Par ailleurs, les valeurs tech et les cryptomonnaies sont parmi les actifs les plus sensibles aux politiques des banques centrales, et notamment de la Fed. Globalement, dans les années 2020 et 2021, les banques centrales ont injecté de fortes liquidités sur les marchés pour soutenir les économies en pleine pandémie. Cela a provoqué une hausse du marché des cryptomonnaies et du Nasdaq, ainsi que des autres actifs risqués. Mais le contexte économique est en train de changer. Face au resserrement de la politique monétaire de la banque centrale américaine, les investissements sont en repli. Il y a moins d'argent en circulation dans les marchés financiers, et cela pénalise le Nasdaq et les cryptomonnaies.
L'or est considéré comme une réserve de richesse efficace depuis des millénaires. Il a offert des rendements rivalisant avec les actions sur diverses périodes et a traditionnellement obtenu de bons résultats dans un contexte inflationniste ou géopolitquement tendu. Son marché est très liquide et bien établi. Le métal jaune a joué un rôle important en tant que diversificateur de portefeuille et a fréquemment démontré une corrélation négative avec la bourse pendant les ralentissements économiques.
Le marché des crypto-monnaies est encore en développement et le comportement de son prix semble être déterminé par le momentum autour des attentes de rendements élevés des investisseurs. Le bitcoin a été beaucoup plus volatil que l'or au cours des dernières années, ce qui ajoute un risque supplémentaire aux portefeuilles d'investissement.

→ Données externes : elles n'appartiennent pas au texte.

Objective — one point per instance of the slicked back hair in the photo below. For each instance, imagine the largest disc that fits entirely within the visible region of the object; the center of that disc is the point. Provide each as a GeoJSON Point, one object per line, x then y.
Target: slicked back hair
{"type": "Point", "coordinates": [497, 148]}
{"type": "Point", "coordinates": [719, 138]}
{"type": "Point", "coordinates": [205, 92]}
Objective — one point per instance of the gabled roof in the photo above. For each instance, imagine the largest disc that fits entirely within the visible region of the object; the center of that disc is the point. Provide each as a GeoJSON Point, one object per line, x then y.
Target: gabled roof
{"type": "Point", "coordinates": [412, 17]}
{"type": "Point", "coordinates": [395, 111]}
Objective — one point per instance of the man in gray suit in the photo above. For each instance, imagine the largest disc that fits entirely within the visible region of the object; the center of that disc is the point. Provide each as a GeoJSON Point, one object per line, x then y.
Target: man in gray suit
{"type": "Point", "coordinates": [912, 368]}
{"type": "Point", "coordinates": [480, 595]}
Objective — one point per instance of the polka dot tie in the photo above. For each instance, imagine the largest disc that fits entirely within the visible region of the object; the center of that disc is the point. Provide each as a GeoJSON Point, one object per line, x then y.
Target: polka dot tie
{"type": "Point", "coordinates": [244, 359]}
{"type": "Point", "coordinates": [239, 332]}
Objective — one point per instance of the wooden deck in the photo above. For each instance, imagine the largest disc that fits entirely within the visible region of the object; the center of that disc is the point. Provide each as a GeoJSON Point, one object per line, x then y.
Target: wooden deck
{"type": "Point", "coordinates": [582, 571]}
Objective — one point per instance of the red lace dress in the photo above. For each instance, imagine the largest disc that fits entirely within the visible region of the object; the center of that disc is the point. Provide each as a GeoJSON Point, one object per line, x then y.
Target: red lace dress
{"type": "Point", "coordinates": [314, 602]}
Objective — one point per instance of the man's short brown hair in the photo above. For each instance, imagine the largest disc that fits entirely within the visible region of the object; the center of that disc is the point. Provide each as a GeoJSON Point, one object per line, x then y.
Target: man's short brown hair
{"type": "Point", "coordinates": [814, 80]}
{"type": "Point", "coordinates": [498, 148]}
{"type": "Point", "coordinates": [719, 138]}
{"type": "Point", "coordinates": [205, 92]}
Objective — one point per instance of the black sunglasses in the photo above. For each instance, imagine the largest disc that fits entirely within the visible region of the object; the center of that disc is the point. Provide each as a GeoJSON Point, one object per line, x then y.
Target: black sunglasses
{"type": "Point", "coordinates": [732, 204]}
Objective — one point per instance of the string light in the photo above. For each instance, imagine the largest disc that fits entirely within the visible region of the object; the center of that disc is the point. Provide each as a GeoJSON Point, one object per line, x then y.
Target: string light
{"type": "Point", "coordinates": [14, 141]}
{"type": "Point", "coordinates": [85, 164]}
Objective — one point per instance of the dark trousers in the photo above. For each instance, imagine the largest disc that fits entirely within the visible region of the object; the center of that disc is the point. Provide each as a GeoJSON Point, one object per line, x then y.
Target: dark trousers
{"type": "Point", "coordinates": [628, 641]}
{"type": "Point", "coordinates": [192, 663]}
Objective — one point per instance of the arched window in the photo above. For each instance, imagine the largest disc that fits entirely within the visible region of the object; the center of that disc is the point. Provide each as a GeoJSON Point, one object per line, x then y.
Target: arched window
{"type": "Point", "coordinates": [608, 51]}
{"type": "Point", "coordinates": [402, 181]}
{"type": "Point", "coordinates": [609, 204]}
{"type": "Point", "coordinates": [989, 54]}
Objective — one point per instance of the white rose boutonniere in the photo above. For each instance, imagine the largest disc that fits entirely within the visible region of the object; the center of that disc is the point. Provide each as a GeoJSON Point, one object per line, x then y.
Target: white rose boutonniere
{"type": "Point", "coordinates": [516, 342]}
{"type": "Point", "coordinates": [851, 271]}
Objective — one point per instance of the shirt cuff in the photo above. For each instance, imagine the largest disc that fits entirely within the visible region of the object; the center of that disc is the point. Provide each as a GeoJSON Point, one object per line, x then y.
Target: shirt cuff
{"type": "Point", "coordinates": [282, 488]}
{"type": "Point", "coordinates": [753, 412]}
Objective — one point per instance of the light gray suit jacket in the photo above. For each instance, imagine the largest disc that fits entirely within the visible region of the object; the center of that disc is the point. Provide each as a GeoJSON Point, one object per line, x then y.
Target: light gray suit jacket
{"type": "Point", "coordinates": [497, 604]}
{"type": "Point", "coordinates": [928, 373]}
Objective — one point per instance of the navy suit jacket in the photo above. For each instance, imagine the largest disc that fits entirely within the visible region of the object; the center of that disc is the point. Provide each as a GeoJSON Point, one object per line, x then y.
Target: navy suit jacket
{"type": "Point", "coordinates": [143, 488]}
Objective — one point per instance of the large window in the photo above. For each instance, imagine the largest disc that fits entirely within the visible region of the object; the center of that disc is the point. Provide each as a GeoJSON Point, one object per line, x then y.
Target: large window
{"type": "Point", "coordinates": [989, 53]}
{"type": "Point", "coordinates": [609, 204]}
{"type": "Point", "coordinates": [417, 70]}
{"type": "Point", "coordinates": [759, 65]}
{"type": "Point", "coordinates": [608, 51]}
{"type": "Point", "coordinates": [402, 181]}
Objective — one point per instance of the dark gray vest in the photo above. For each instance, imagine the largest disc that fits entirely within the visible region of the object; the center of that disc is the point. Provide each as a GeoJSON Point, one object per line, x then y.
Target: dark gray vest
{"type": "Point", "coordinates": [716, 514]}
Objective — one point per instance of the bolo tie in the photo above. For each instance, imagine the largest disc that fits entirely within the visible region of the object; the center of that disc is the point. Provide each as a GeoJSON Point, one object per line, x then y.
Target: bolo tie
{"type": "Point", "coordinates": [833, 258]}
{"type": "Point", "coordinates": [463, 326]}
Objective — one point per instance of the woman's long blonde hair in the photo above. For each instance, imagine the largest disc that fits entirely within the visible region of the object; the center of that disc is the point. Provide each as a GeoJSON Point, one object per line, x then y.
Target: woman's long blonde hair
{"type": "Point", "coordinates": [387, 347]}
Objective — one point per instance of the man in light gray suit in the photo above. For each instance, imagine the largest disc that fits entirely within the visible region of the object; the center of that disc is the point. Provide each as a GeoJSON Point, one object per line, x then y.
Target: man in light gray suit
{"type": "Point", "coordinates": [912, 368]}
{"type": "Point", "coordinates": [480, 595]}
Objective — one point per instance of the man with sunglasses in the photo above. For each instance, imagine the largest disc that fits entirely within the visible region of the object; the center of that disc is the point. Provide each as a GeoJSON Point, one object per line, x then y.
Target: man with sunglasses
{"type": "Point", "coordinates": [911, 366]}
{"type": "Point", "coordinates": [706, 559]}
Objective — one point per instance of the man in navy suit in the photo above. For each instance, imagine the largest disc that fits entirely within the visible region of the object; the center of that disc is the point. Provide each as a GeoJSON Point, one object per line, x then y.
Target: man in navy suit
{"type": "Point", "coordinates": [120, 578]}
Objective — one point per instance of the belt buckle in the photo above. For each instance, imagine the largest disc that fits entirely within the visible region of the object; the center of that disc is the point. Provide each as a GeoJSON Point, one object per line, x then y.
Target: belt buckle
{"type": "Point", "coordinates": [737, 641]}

Fondamentalement, les investisseurs considèrent que l'or et les crypto-monnaies ont des rôles très différents dans un portefeuille d'investissement. Une enquête menée en 2019 par le World Gold Council révèle que les investisseurs considèrent les crypto-monnaies comme un investissement plus spéculatif et les apprécient pour leur possibilité de générer des rendements à court terme. L'or physique, en revanche, est apprécié pour son rôle stratégique dans la préservation de la richesse à long terme et pour sa position de couverture contre les options d'investissement plus risquées.

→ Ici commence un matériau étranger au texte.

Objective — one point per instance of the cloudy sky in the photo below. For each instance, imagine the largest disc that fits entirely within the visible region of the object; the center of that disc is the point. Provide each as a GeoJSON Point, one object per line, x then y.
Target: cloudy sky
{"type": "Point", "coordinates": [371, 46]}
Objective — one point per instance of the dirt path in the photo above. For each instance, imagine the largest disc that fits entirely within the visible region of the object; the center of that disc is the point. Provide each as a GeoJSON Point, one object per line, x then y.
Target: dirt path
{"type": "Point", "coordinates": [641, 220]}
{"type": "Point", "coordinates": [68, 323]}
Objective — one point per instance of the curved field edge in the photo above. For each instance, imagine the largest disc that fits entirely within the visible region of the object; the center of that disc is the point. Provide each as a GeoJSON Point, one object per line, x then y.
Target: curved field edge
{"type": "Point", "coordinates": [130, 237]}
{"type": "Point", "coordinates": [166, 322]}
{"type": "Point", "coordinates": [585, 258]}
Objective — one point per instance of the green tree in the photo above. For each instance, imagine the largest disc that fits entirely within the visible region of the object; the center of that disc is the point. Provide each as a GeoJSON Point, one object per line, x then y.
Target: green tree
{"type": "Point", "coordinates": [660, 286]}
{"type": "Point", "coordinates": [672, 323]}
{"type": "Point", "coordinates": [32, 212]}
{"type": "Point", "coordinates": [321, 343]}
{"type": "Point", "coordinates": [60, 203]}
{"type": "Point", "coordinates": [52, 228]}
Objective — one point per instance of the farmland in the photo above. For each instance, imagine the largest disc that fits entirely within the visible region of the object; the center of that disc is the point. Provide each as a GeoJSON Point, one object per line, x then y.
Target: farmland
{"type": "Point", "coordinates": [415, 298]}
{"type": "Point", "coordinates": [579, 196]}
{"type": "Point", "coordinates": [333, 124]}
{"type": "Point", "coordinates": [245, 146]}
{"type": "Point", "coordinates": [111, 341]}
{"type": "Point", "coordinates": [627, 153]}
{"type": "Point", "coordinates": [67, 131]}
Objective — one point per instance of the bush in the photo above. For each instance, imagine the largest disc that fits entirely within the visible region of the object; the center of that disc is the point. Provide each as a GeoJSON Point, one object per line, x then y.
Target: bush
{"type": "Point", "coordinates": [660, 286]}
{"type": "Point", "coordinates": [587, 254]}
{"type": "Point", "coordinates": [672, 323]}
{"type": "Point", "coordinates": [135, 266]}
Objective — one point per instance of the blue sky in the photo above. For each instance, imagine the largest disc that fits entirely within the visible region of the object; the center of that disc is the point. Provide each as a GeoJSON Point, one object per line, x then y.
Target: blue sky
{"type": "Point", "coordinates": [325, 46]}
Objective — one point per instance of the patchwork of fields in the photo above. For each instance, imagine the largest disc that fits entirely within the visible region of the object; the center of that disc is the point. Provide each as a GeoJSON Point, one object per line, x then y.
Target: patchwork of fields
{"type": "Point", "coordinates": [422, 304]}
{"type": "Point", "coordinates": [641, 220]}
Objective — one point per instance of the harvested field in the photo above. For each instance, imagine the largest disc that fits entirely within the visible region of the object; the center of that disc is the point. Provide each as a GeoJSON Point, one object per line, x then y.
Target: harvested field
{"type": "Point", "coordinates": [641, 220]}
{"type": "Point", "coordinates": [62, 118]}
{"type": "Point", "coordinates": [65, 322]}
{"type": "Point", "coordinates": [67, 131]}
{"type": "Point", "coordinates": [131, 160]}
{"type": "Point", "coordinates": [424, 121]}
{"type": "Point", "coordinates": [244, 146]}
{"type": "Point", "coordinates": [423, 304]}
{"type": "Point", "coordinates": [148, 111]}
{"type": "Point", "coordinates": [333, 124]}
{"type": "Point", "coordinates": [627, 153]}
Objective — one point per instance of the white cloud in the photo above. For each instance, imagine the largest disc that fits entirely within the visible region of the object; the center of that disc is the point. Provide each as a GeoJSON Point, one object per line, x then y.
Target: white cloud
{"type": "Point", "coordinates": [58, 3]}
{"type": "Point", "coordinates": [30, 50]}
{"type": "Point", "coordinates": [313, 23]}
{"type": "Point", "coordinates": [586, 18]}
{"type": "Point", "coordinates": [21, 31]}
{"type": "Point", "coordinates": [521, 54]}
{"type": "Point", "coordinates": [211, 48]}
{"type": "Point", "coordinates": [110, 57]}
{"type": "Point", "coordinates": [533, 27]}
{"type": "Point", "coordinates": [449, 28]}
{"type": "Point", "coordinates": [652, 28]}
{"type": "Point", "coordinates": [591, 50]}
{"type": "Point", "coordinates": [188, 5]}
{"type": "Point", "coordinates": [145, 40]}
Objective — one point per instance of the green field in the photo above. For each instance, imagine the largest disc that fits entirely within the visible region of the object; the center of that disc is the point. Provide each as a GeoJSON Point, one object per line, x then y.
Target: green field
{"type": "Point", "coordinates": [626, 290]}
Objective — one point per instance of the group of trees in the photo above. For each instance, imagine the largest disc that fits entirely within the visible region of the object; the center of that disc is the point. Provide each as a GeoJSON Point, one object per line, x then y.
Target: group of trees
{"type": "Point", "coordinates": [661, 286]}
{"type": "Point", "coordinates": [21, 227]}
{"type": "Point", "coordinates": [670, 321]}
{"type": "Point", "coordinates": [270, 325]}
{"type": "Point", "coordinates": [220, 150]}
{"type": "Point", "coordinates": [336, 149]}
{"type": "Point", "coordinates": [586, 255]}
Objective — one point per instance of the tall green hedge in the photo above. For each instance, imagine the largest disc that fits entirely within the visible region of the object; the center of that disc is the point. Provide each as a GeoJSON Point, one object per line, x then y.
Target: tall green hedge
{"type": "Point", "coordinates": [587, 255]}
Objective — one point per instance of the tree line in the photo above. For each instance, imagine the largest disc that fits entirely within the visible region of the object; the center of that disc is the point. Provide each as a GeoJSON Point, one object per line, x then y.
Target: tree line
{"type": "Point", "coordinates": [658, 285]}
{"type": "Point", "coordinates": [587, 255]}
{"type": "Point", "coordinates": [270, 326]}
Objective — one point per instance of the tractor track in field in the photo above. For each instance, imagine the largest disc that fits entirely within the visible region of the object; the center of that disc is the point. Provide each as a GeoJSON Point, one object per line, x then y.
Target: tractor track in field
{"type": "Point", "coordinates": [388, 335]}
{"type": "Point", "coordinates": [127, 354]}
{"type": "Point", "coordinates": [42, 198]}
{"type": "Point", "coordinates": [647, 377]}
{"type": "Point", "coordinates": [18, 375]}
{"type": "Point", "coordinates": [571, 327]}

L'or est le bitcoin étant tous les deux limités en quantité, la loi de l'offre et de la demande laisse présager une hausse de leurs prix respectifs.
En définitif, les deux actifs sont parfaitement complémentaires au sein d'un portefeuille diversifié : l’or physique répond à une quête de sécurité, le bitcoin plutôt au goût du risque.

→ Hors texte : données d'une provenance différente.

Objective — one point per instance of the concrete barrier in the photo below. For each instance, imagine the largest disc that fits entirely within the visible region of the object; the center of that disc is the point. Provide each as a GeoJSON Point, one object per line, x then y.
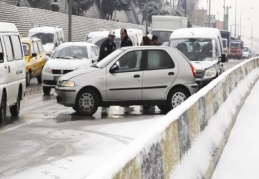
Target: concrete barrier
{"type": "Point", "coordinates": [187, 143]}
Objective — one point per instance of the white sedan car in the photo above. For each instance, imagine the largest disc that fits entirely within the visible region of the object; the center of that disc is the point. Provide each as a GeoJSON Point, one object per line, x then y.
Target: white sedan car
{"type": "Point", "coordinates": [66, 58]}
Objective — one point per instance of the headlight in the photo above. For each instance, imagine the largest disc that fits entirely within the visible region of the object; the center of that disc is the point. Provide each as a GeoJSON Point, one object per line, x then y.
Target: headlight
{"type": "Point", "coordinates": [210, 73]}
{"type": "Point", "coordinates": [67, 84]}
{"type": "Point", "coordinates": [47, 69]}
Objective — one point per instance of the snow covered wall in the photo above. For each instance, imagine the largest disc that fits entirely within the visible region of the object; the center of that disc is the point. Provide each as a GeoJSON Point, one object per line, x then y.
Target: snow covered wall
{"type": "Point", "coordinates": [188, 141]}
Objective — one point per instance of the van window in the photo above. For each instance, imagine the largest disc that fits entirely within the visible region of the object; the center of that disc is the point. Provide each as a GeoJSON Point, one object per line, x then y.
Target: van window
{"type": "Point", "coordinates": [158, 59]}
{"type": "Point", "coordinates": [17, 47]}
{"type": "Point", "coordinates": [35, 48]}
{"type": "Point", "coordinates": [40, 46]}
{"type": "Point", "coordinates": [8, 48]}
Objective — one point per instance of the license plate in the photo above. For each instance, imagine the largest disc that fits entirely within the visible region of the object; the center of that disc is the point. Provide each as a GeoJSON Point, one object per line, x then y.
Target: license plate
{"type": "Point", "coordinates": [56, 78]}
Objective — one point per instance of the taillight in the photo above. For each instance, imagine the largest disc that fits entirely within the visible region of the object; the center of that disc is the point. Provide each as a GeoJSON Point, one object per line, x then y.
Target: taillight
{"type": "Point", "coordinates": [193, 70]}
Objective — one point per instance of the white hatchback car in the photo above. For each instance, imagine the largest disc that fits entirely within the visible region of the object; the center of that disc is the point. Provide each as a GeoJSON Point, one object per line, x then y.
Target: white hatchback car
{"type": "Point", "coordinates": [66, 58]}
{"type": "Point", "coordinates": [137, 75]}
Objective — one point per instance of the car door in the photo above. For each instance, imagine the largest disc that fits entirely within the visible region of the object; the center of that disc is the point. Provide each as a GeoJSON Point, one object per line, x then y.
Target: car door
{"type": "Point", "coordinates": [159, 74]}
{"type": "Point", "coordinates": [125, 82]}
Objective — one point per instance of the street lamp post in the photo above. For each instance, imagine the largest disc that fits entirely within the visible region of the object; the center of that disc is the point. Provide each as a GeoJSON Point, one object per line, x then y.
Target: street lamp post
{"type": "Point", "coordinates": [242, 19]}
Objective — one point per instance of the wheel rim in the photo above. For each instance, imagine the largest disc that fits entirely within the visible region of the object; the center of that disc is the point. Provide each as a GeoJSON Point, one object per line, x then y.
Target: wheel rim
{"type": "Point", "coordinates": [28, 77]}
{"type": "Point", "coordinates": [86, 102]}
{"type": "Point", "coordinates": [177, 99]}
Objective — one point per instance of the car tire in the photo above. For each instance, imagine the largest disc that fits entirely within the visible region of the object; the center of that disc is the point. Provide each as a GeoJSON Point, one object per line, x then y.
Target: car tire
{"type": "Point", "coordinates": [87, 102]}
{"type": "Point", "coordinates": [28, 78]}
{"type": "Point", "coordinates": [15, 109]}
{"type": "Point", "coordinates": [176, 97]}
{"type": "Point", "coordinates": [46, 90]}
{"type": "Point", "coordinates": [3, 108]}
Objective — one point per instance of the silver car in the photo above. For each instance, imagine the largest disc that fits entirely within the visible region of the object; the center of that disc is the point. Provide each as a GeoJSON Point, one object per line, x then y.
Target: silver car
{"type": "Point", "coordinates": [139, 75]}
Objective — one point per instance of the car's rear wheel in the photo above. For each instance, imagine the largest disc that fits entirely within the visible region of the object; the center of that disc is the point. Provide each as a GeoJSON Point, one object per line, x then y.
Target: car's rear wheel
{"type": "Point", "coordinates": [15, 109]}
{"type": "Point", "coordinates": [28, 78]}
{"type": "Point", "coordinates": [46, 90]}
{"type": "Point", "coordinates": [3, 108]}
{"type": "Point", "coordinates": [176, 97]}
{"type": "Point", "coordinates": [87, 102]}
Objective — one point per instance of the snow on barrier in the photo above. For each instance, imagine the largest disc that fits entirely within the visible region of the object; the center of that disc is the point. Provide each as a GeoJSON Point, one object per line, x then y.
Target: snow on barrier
{"type": "Point", "coordinates": [188, 141]}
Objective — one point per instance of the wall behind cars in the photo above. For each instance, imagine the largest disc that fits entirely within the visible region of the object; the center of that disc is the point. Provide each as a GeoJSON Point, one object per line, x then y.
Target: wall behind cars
{"type": "Point", "coordinates": [189, 140]}
{"type": "Point", "coordinates": [25, 18]}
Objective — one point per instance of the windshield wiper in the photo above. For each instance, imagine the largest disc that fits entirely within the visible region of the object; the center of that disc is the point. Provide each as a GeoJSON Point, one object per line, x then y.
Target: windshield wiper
{"type": "Point", "coordinates": [94, 65]}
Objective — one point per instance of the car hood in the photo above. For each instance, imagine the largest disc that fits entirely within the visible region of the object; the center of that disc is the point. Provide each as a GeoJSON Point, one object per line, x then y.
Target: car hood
{"type": "Point", "coordinates": [202, 65]}
{"type": "Point", "coordinates": [49, 48]}
{"type": "Point", "coordinates": [68, 64]}
{"type": "Point", "coordinates": [80, 71]}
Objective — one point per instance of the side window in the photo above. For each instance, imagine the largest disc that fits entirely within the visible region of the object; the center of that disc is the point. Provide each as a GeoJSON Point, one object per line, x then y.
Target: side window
{"type": "Point", "coordinates": [35, 48]}
{"type": "Point", "coordinates": [8, 48]}
{"type": "Point", "coordinates": [1, 51]}
{"type": "Point", "coordinates": [17, 48]}
{"type": "Point", "coordinates": [40, 46]}
{"type": "Point", "coordinates": [130, 61]}
{"type": "Point", "coordinates": [159, 59]}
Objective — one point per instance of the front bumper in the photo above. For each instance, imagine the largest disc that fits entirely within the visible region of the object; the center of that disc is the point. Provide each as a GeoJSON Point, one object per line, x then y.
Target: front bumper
{"type": "Point", "coordinates": [66, 96]}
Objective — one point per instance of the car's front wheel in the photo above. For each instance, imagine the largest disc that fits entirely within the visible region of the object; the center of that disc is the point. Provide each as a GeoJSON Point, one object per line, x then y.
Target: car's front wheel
{"type": "Point", "coordinates": [87, 102]}
{"type": "Point", "coordinates": [176, 97]}
{"type": "Point", "coordinates": [15, 109]}
{"type": "Point", "coordinates": [46, 90]}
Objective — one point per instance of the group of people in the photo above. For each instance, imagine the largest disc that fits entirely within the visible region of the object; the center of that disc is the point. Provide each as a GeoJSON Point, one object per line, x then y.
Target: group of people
{"type": "Point", "coordinates": [108, 46]}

"Les aficionados du Bitcoin nous diront que c'est une monnaie moderne, supérieure à toute autre monnaie. Ils ont peut-être raison, mais l'histoire doit le prouver. Les 11 ans d'ancienneté du Bitcoin sont à peine suffisants pour prouver qu'il s'en sortira mieux que n'importe quelle autre monnaie. Rappelons-nous que jusqu'à présent dans l'histoire, aucune monnaie n'a jamais survécu sous sa forme originale, à l'exception de l'or. Les 5 000 ans d'histoire de l'or comme monnaie le rendent certainement supérieur à toutes les monnaies fiduciaires, ainsi qu'aux cryptomonnaies. Les raisons pour lesquelles on préconise l'or comme forme ultime de préservation de la richesse ne peuvent tout simplement pas être remplies par le Bitcoin. Cela dit, BTC a été et pourrait continuer d'être un superbe investissement spéculatif (sans pour autant être une monnaie). L'histoire dira si j'ai raison." — Egon von Greyerz, fondateur de Matterhorn Asset Management AG (MAM)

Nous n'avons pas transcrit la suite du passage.